This is an introduction to Data Bootcamp, a (prospective) course at NYU designed to give students some familiarity with (i) Python and (ii) economic and financial data. A more complete collection of materials, including this IPython Notebook, is available in our Github repository. (And yes, Python and IPython are different things, but ignore that for now.)

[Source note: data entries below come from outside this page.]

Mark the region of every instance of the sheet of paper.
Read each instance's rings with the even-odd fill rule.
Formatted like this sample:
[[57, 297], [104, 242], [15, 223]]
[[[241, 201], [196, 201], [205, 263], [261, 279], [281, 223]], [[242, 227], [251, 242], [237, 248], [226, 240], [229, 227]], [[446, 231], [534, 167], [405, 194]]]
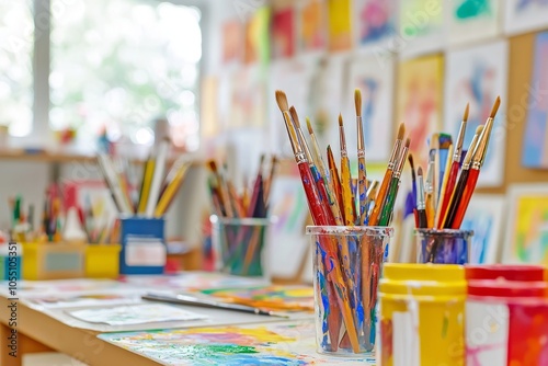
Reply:
[[72, 317], [90, 323], [109, 325], [144, 324], [163, 321], [204, 319], [205, 316], [163, 304], [119, 306], [68, 311]]

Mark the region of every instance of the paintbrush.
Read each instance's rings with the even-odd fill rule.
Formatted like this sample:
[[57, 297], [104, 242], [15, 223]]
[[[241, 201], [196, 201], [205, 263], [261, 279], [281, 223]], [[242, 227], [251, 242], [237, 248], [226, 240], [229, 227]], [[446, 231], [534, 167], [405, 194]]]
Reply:
[[388, 195], [386, 197], [385, 206], [383, 207], [383, 211], [380, 214], [379, 226], [388, 226], [390, 224], [390, 219], [392, 217], [393, 205], [396, 203], [396, 197], [398, 196], [398, 188], [400, 186], [400, 176], [403, 171], [403, 165], [408, 160], [409, 145], [411, 140], [406, 139], [406, 145], [401, 150], [400, 158], [398, 159], [398, 164], [393, 170], [392, 180], [390, 182], [390, 187], [388, 188]]
[[403, 142], [404, 134], [406, 134], [406, 125], [400, 124], [400, 127], [398, 128], [398, 137], [396, 138], [396, 142], [393, 144], [392, 155], [390, 156], [390, 160], [388, 161], [388, 167], [386, 169], [385, 176], [383, 178], [383, 183], [380, 184], [377, 198], [375, 199], [375, 206], [373, 207], [373, 213], [368, 220], [369, 226], [376, 226], [378, 224], [380, 210], [383, 209], [386, 194], [388, 192], [388, 185], [390, 184], [390, 181], [392, 179], [393, 167], [400, 156], [400, 149]]
[[205, 298], [197, 298], [197, 297], [190, 296], [190, 295], [167, 295], [167, 294], [148, 293], [147, 295], [142, 295], [141, 298], [144, 300], [149, 300], [149, 301], [159, 301], [159, 302], [169, 302], [169, 304], [176, 304], [176, 305], [189, 305], [189, 306], [195, 306], [195, 307], [202, 307], [202, 308], [215, 308], [215, 309], [241, 311], [241, 312], [254, 313], [258, 316], [288, 318], [288, 316], [279, 313], [279, 312], [275, 312], [275, 311], [263, 310], [260, 308], [254, 308], [254, 307], [233, 304], [233, 302], [222, 302], [222, 301], [215, 301], [215, 300], [205, 299]]
[[318, 145], [318, 140], [316, 139], [316, 135], [312, 130], [312, 126], [310, 124], [310, 119], [307, 118], [307, 127], [308, 127], [308, 133], [310, 135], [310, 140], [312, 145], [312, 153], [315, 157], [315, 161], [317, 163], [317, 168], [320, 172], [320, 175], [323, 178], [323, 182], [327, 185], [327, 193], [328, 193], [328, 201], [329, 201], [329, 206], [331, 208], [331, 213], [333, 214], [333, 218], [335, 220], [335, 224], [339, 226], [344, 225], [344, 220], [341, 214], [341, 208], [339, 207], [339, 202], [335, 197], [335, 188], [333, 185], [333, 179], [331, 178], [331, 174], [329, 171], [326, 169], [326, 164], [323, 162], [323, 158], [320, 152], [320, 147]]
[[[452, 161], [452, 159], [453, 159], [453, 157], [452, 157], [452, 156], [453, 156], [453, 144], [452, 144], [452, 145], [449, 145], [449, 148], [448, 148], [448, 150], [447, 150], [447, 157], [446, 157], [446, 159], [445, 159], [445, 160], [446, 160], [445, 164], [446, 164], [447, 167], [449, 167], [449, 164], [450, 164], [450, 161]], [[449, 179], [449, 174], [448, 174], [448, 173], [447, 173], [447, 174], [444, 174], [444, 176], [443, 176], [443, 178], [444, 178], [444, 180], [443, 180], [443, 182], [442, 182], [442, 191], [439, 191], [439, 197], [444, 197], [444, 196], [445, 196], [445, 191], [447, 190], [447, 180]], [[442, 220], [442, 203], [439, 203], [439, 204], [437, 205], [436, 216], [435, 216], [435, 218], [434, 218], [434, 228], [439, 228], [439, 227], [441, 227], [441, 226], [439, 226], [439, 225], [441, 225], [441, 224], [439, 224], [439, 221], [441, 221], [441, 220]]]
[[[354, 226], [354, 202], [352, 201], [352, 175], [350, 172], [350, 159], [346, 151], [346, 138], [344, 136], [344, 124], [342, 115], [339, 114], [339, 139], [341, 146], [341, 192], [342, 192], [342, 209], [344, 210], [345, 225]], [[355, 206], [354, 206], [355, 207]]]
[[491, 114], [486, 122], [486, 126], [481, 131], [481, 135], [478, 139], [478, 145], [473, 149], [471, 168], [468, 173], [468, 179], [466, 180], [466, 186], [463, 192], [461, 199], [458, 202], [458, 208], [455, 214], [453, 221], [450, 221], [452, 229], [459, 229], [460, 224], [465, 218], [466, 209], [468, 208], [468, 204], [470, 203], [470, 198], [472, 197], [473, 190], [476, 188], [476, 183], [478, 182], [479, 172], [481, 167], [483, 165], [483, 161], [486, 160], [487, 149], [489, 147], [489, 140], [491, 138], [491, 130], [493, 129], [494, 117], [496, 112], [499, 111], [499, 106], [501, 105], [501, 98], [498, 96], [493, 107], [491, 110]]
[[357, 128], [357, 193], [359, 197], [359, 222], [365, 225], [367, 213], [367, 169], [365, 165], [365, 139], [364, 125], [362, 121], [362, 92], [354, 91], [354, 107], [356, 108], [356, 128]]
[[330, 173], [331, 180], [333, 181], [333, 188], [334, 188], [333, 194], [338, 201], [338, 206], [341, 208], [340, 213], [341, 213], [341, 219], [343, 222], [341, 225], [344, 225], [344, 222], [346, 221], [346, 218], [344, 216], [345, 211], [342, 208], [342, 205], [344, 204], [344, 202], [342, 199], [341, 179], [339, 178], [339, 170], [336, 169], [335, 159], [333, 158], [333, 151], [331, 150], [330, 145], [328, 145], [328, 165], [329, 165], [329, 173]]
[[[307, 196], [308, 206], [310, 209], [310, 214], [312, 216], [312, 220], [317, 226], [330, 226], [330, 221], [328, 219], [328, 215], [323, 209], [323, 206], [320, 202], [320, 196], [316, 184], [313, 184], [313, 176], [310, 172], [310, 168], [308, 165], [307, 158], [305, 152], [302, 151], [302, 147], [300, 146], [297, 137], [297, 133], [295, 131], [295, 127], [292, 123], [292, 117], [289, 115], [289, 107], [287, 104], [287, 96], [283, 91], [276, 91], [276, 103], [282, 112], [284, 117], [285, 127], [287, 129], [287, 134], [289, 136], [289, 141], [292, 144], [292, 149], [295, 156], [295, 161], [297, 162], [297, 167], [299, 169], [301, 183], [305, 188], [305, 194]], [[334, 263], [339, 263], [339, 258], [336, 255], [336, 243], [328, 240], [321, 240], [321, 244], [324, 247], [324, 250], [329, 251], [326, 254], [326, 263], [330, 263], [330, 261], [334, 261]], [[343, 314], [344, 324], [346, 325], [346, 330], [349, 332], [349, 336], [352, 343], [352, 348], [354, 352], [359, 352], [359, 343], [357, 340], [357, 331], [354, 325], [354, 319], [352, 316], [352, 311], [350, 309], [349, 298], [347, 298], [347, 289], [344, 285], [343, 275], [338, 265], [329, 265], [333, 268], [333, 271], [329, 272], [329, 281], [332, 282], [336, 294], [336, 302], [339, 305], [339, 309]], [[334, 305], [333, 305], [334, 306]]]
[[316, 186], [318, 188], [318, 193], [320, 194], [320, 203], [323, 206], [324, 211], [327, 213], [328, 216], [328, 221], [330, 225], [336, 225], [333, 213], [331, 211], [331, 207], [329, 206], [329, 195], [328, 191], [326, 187], [326, 182], [323, 181], [323, 178], [321, 176], [320, 172], [316, 168], [316, 163], [312, 158], [312, 153], [310, 152], [310, 148], [308, 147], [308, 144], [305, 139], [305, 134], [302, 133], [302, 129], [300, 128], [300, 123], [299, 123], [299, 117], [297, 115], [297, 111], [295, 110], [294, 106], [289, 108], [289, 114], [292, 116], [295, 130], [297, 131], [297, 137], [300, 141], [300, 146], [302, 146], [302, 149], [305, 151], [305, 156], [308, 160], [308, 167], [310, 168], [310, 172], [312, 173], [312, 176], [315, 179]]
[[463, 156], [463, 144], [465, 141], [466, 135], [466, 126], [468, 124], [468, 113], [469, 113], [470, 104], [466, 104], [465, 114], [463, 115], [463, 122], [460, 123], [460, 128], [458, 130], [457, 145], [455, 147], [455, 151], [453, 155], [453, 163], [449, 170], [449, 176], [447, 178], [447, 185], [445, 187], [445, 193], [441, 197], [442, 202], [439, 204], [439, 220], [437, 221], [437, 228], [441, 229], [443, 227], [443, 218], [447, 213], [447, 207], [449, 205], [450, 196], [453, 195], [453, 191], [455, 190], [455, 184], [457, 183], [457, 176], [460, 169], [460, 158]]
[[476, 128], [476, 134], [473, 135], [472, 140], [470, 141], [470, 146], [468, 147], [465, 161], [463, 162], [463, 170], [460, 172], [460, 176], [458, 178], [458, 183], [455, 186], [455, 190], [453, 190], [449, 204], [447, 205], [447, 210], [445, 213], [445, 217], [441, 224], [441, 227], [443, 227], [444, 229], [450, 229], [450, 225], [453, 222], [453, 219], [455, 218], [455, 214], [457, 213], [458, 203], [461, 199], [463, 191], [465, 190], [466, 181], [468, 180], [468, 173], [470, 163], [472, 161], [473, 149], [476, 149], [476, 146], [478, 145], [479, 141], [479, 137], [482, 131], [483, 131], [483, 125], [478, 126], [478, 128]]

In this Notebook we illustrate some of the possibilities with examples. The code will be obscure if you're new to Python, but we will fill in the gaps over time. In the meantime, you might note for future reference things you run across that you'd like to understand better. We think it's best to take this one step at a time, but if you're interested in the logic behind the code, we give links to relevant documentation under "References." The occasional "Comments" are things for us to follow up on, we suggest you ignore them.
Warnings
About us. This is part of a collection of quantitative materials for economics and finance at NYU. More at
Python. Python is a popular general-purpose programming language that has been used for a broad range of applications. Dropbox, for example, is written entirely in Python.
We'll use Python to study economic and financial data, but the same methods -- and more -- can be applied to data from any source. One of our former students is using it to study patterns of survival on the Titanic. Another is using it to process text from analyst reports. Thanks to AQR and others, the data analytic toolsets in Python now rival stat-focused languages like R.
Python on the Cloud. The easiest way to run Python is to run it on the Cloud with Wakari. Just click on the link and sign up for an account. In our experience, it's virtually instantaneous. Wakari runs what are called IPython Notebooks, which are a combination of Python code and text, with the code executable in chunks. The text allows us to document what we're doing as we go. A former student (one who is reasonably tech savvy) writes: "IPython seems best for beginners. The structure almost forces good documentation and you can build the script over time versus building and running it all at once."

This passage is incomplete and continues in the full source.